THE SILVER STAR pulled into Savannah at just past seven in the evening. Lynn stood and stretched her legs before looking at Chance, who was still gazing out his window. It seemed he had been looking out his window the whole trip.
“Are you getting off?” she asked.
He nodded. “Yeah. But I’m catching a connecting train to Jackson, Mississippi, and then on to Ruston. You’re not going to follow me a
ll the way there, are you?”
Lynn sensed that she was blushing, as she was still somewhat embarrassed at having purchased a ticket on a whim. But at least she’d met the mystery man, right? And at least she was in a better position to help him, if that was what God wanted her to do.
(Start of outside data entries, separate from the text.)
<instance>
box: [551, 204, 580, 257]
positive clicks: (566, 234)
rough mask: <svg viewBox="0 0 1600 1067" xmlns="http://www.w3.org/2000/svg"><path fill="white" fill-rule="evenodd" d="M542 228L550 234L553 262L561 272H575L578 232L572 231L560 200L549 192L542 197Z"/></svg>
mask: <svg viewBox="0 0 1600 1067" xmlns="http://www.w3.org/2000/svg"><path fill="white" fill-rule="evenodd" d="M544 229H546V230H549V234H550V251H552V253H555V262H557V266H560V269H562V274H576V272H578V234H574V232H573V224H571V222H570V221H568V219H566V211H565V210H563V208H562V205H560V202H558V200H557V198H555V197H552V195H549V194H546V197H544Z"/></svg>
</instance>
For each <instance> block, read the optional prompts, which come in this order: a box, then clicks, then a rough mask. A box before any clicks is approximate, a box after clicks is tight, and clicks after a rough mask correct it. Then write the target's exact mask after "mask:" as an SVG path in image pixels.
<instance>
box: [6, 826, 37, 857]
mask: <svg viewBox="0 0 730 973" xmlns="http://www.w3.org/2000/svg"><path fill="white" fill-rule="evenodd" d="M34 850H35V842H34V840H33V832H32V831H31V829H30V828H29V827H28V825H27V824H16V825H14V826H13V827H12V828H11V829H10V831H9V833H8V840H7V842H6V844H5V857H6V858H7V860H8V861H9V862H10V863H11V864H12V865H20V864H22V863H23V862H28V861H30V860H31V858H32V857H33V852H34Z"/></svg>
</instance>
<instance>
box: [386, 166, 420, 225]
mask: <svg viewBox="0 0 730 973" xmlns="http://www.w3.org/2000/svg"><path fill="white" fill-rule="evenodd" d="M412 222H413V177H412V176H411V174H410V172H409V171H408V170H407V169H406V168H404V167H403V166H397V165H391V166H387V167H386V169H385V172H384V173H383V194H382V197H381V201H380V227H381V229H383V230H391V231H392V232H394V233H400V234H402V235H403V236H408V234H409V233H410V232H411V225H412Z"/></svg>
“No. I should be getting back home. We’re organizing an important outreach effort this weekend, and I should be there. Chance, is there any way I can get in contact with you? I know you’ve told me you don’t want any media attention, and it wouldn’t be for anything like that. I just . . . well, I’d like to help you.”
“Help me with what?”
“It’s not good to carry that burden around without anyone to talk to, or pray with. You’ve been talking with me for the past two hours, and—”
“It’s not like I had a choice,” he interrupted with a faint smile.
“But you were willing to open up and share. And that’s important.”
“What’s important is my privacy. How do I know you won’t give out my name to that newspaper reporter you’ve already talked to? Or that you won’t tell him what I’ve just been telling you?”
“Chance, what you’ve told me today was said in confidence—you have my word on that. The reporter called me late Monday night and asked some basic, general questions. Then he twisted my words around to make it sound like I said something I didn’t.”
They walked off the train and into the station, finding seats in the waiting area. While Chance excused himself to the restroom, Lynn went to the counter and checked on the departing time for return trips to Columbia. The next train was scheduled to leave in one hour. She returned to find Chance not sitting down, but standing by a window.
“You have a fascination with the outdoors, huh?”
He shrugged. “Me and my pop . . . we used to go fishing every Saturday when I was younger. Never caught much of anything, but sometimes we’d take our boat out for miles on the river, surrounded by water and trees . . . just the two of us. I stopped doing that after Nina and I started hanging out. Pop asked me once to go out with him again on the river, but I told him I was too busy.” He turned around from the window and Lynn was horrified to see he was on the verge of tears. How often did she see men cry?